Inmate Pleads Guilty to COVID-19 Unemployment Benefits Fraud
FRESNO, Calif. — Sholanda Thomas, 38, an inmate at the Central California Women’s Facility (CCWF) in Chowchilla, pleaded guilty today to conspiracy and aggravated identity theft charges for submitting fraudulent unemployment insurance claims to the California Employment Development Department in her own name and the names of other inmates, U.S. Attorney Phillip A. Talbert announced.
According to court documents, Thomas sent her own and other inmates’ personal identifying information to Christina Smith, who was on parole and had previously been an inmate at CCWF, to submit the fraudulent claims in their names. The underlying applications falsely represented that the inmates had been working as carpet cleaners, hair stylists, mechanics, and other jobs. This was impossible because they were incarcerated and ineligible for benefits. The loss to the EDD and the United States is over $250,000. Thomas split the proceeds with Smith and her other co-conspirators.
This case is the product of an investigation by the Federal Bureau of Investigation, the California Department of Corrections and Rehabilitation’s Investigative Services Unit, and the EDD. Assistant U.S. Attorney Joseph Barton is prosecuting the case.

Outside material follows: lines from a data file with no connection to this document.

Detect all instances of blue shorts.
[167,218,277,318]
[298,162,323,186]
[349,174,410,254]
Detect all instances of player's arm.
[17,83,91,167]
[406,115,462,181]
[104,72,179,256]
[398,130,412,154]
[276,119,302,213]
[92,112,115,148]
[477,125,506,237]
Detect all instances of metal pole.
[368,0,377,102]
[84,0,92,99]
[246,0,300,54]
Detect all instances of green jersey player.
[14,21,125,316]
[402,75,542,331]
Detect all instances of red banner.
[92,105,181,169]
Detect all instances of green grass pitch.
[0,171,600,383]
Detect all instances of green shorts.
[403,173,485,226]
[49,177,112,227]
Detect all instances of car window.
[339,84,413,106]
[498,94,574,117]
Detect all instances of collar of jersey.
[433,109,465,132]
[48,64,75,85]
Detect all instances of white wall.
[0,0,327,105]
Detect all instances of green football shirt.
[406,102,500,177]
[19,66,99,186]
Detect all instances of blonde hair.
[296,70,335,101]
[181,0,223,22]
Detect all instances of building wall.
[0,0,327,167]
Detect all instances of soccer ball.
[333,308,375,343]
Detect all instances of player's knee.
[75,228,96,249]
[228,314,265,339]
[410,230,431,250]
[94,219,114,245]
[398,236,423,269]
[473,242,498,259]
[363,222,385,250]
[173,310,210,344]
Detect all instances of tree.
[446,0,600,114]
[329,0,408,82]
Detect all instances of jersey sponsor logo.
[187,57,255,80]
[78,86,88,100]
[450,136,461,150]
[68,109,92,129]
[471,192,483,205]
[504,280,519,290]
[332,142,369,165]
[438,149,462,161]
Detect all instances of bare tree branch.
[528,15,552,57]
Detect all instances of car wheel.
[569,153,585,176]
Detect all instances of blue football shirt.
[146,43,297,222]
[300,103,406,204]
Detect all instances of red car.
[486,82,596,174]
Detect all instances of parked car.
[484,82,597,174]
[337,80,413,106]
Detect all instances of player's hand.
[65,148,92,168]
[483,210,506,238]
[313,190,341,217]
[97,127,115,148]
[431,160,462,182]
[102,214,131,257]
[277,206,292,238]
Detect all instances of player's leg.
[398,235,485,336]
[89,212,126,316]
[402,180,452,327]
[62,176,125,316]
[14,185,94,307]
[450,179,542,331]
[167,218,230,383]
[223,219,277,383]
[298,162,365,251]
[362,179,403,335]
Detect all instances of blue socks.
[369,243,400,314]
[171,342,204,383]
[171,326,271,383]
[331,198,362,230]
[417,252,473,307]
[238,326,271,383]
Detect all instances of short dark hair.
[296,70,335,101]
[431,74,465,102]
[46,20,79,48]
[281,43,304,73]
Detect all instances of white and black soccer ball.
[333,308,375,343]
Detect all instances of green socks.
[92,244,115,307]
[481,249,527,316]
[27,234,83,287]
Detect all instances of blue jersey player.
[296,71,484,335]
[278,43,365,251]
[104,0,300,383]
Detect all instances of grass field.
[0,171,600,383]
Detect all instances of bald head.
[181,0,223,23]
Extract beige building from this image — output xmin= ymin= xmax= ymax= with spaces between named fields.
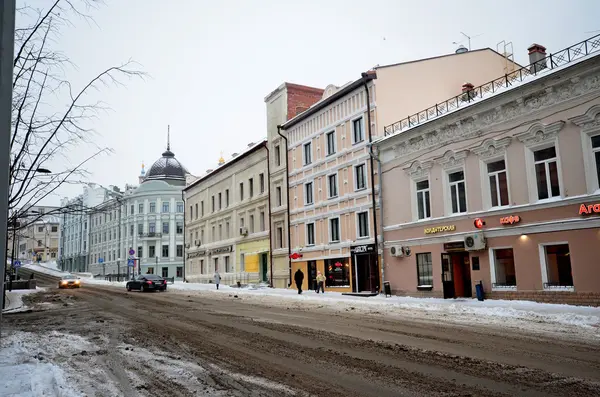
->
xmin=265 ymin=83 xmax=323 ymax=288
xmin=376 ymin=37 xmax=600 ymax=305
xmin=184 ymin=141 xmax=276 ymax=284
xmin=282 ymin=49 xmax=515 ymax=292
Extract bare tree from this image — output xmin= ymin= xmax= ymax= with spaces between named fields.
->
xmin=8 ymin=0 xmax=144 ymax=228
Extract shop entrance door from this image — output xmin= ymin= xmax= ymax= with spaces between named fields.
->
xmin=442 ymin=252 xmax=473 ymax=299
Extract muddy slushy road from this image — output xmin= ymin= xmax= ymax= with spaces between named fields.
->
xmin=6 ymin=286 xmax=600 ymax=397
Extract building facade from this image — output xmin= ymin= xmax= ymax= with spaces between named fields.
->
xmin=282 ymin=49 xmax=514 ymax=293
xmin=376 ymin=38 xmax=600 ymax=305
xmin=184 ymin=141 xmax=272 ymax=284
xmin=265 ymin=83 xmax=324 ymax=288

Thomas is scheduled to be sentenced by U.S. District Judge Dale A. Drozd on Sept. 12, 2022. For the conspiracy charge, she faces a maximum statutory penalty of 20 years in prison and a $250,000 fine. For the aggravated identity theft charge, she faces a mandatory two-year sentence consecutive to any other sentence and a $250,000 fine. The actual sentence, however, will be determined at the discretion of the court after consideration of any applicable statutory factors and the Federal Sentencing Guidelines, which take into account a number of variables.
Smith pleaded guilty and was sentenced to five years in federal prison in September 2021.